The Finance Ministry has issued as many as 160 million currency notes of one rupee denomination in the last two years, nearly two decades after they were taken off print, according to queries made under the RTI Act.

Delhi-based RTI activist Subhash Chandra Agrawal and Mumbai-based RTI activist Manoranjay Roy had, in separate RTI queries, sought the number of one rupee currency notes issued by the government in the last 20 years.

“In 1994-95, a total 40 million currency notes of one rupee denomination were issued. Thereafter, there was no issuance of one rupee notes from fiscal year 1995-96 till fiscal year 2013-14,” the reply furnished by Deputy Manager (HR) and Public Information Officer of Currency Note Press, G Krishna Mohan, said.

However, in 2014-15, a total five million notes and in the current fiscal year, a total of 155 million notes of one rupee denomination, were again introduced in the market, the reply said. It further said that in 1994-95, the production cost of 40 million currency notes of one rupee denomination was ₹59,40,059, implying that the production cost stood at ₹1.48 a note.

Agrawal claimed, “I possess the file notings and the correspondence which indicate that the process of reissuing new one rupee notes at a high printing cost was a bureaucratic exercise carried out by the Manmohan Singh-led UPA government, and it was done despite stiff resistance from the Reserve Bank of India.”

“Besides, one rupee note is being sold openly through Web sites at a premium price of ₹50, which the apex bank needs to put a check on,” he said.

Questioning the move to reissue the notes, Roy said, “Considering the high printing cost of a one rupee note, and its very short life, this decision was absolutely avoidable.”

Abhay Pethe, a professor in the Economics department of Mumbai University, said there was no need for the RBI to print more one rupee notes unless it was mandated by the government.

“It doesn’t have anything to do with the numismatic value also. The issuance of one rupee notes is not going to increase their circulation either,” he said.
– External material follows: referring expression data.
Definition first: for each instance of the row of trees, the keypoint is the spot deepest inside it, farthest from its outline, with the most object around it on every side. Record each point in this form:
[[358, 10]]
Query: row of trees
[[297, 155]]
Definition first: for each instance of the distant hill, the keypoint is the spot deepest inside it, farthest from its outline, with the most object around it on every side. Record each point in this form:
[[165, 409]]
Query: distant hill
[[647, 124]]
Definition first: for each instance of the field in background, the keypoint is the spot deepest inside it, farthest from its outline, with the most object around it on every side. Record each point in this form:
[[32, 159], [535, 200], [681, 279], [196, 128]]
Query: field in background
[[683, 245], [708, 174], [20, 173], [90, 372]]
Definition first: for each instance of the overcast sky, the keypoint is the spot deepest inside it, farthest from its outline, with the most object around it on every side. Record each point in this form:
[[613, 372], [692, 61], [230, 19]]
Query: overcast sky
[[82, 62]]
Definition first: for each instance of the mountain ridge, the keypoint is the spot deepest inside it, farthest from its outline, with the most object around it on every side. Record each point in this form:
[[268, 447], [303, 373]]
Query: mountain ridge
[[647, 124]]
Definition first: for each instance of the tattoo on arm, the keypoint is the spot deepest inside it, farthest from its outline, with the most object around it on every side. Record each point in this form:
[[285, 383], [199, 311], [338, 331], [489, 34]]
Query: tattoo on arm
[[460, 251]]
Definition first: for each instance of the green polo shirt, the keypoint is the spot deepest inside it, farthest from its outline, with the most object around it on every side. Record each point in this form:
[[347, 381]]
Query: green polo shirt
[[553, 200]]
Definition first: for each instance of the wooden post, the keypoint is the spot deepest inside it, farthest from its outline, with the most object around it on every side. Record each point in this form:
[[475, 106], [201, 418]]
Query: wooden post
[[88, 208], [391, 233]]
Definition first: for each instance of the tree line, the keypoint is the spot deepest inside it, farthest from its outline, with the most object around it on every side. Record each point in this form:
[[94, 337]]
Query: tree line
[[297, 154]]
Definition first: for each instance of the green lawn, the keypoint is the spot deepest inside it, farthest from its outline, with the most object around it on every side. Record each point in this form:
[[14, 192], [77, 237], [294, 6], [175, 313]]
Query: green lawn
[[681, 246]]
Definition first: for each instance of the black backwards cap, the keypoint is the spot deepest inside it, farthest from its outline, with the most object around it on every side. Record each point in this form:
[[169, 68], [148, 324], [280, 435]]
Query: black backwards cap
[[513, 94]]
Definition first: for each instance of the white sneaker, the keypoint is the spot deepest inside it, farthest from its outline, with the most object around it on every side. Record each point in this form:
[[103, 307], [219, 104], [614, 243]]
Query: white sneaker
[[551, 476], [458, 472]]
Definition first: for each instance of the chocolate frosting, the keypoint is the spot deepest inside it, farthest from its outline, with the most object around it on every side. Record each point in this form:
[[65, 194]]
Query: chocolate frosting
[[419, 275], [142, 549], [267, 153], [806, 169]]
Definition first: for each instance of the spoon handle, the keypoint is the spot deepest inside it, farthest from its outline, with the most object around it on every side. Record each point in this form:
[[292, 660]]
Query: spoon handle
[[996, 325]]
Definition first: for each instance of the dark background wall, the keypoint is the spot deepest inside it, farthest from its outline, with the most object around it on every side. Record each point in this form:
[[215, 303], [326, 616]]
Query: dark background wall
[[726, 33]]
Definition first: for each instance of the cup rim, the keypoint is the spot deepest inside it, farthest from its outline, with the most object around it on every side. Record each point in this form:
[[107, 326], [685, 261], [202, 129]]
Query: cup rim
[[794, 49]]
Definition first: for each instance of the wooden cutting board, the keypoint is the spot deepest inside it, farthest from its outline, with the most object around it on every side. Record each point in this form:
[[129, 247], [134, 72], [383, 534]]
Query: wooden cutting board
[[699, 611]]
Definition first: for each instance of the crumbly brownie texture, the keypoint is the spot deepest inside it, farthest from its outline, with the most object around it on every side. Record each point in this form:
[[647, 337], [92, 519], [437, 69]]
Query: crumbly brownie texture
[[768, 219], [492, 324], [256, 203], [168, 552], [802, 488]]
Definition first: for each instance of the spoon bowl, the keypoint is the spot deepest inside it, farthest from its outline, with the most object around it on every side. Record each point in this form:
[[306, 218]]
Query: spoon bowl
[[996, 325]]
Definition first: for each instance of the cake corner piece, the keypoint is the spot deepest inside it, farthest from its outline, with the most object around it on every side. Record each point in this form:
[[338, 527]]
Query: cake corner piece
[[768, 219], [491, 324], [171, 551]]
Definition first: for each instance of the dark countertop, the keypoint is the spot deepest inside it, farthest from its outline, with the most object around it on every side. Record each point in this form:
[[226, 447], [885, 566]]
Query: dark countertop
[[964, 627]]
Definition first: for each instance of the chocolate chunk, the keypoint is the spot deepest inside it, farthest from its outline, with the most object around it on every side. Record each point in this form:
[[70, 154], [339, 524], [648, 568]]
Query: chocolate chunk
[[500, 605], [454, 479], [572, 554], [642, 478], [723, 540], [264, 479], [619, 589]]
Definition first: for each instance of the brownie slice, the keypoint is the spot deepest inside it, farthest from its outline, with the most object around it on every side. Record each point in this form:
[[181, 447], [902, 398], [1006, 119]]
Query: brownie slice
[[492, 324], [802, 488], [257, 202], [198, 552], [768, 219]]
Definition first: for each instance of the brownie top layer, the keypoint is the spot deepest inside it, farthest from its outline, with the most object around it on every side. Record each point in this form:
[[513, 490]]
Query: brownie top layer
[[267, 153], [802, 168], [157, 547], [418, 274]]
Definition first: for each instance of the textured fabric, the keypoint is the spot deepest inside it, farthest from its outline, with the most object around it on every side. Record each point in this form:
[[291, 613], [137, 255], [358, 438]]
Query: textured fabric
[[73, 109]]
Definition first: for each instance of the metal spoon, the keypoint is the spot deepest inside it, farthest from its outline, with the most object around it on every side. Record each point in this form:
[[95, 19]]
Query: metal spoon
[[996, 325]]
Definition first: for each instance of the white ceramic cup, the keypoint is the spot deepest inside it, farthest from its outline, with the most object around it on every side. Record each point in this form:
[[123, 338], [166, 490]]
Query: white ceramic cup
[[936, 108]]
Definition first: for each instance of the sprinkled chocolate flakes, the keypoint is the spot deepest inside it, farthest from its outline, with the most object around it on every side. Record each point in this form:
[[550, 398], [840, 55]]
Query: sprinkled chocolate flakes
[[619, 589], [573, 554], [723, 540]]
Explaining the nuances, RBI spokesperson Alpana Killawala said, “The one rupee note is actually a coin. And unlike the notes, which are a liability of the RBI, coins are a liability of the Government of India. Hence, the decision to reissue one rupee notes was taken by the Finance Ministry.”

She added, “Selling of one rupee notes at high premium is a mutual bartering act between two or more individuals and it does not amount to criminality.”

“The present stock of one rupee notes should be sold only as souvenir in attractive plastic packing at a premium price, just as the silver-alloy commemorative coins are sold in plastic packing, rather than putting them (one rupee notes) into circulation in the market,” Agrawal said.

The limited number of one rupee notes would not stay in circulation anyway, as anyone getting them is likely to keep it as a collector’s item, he said.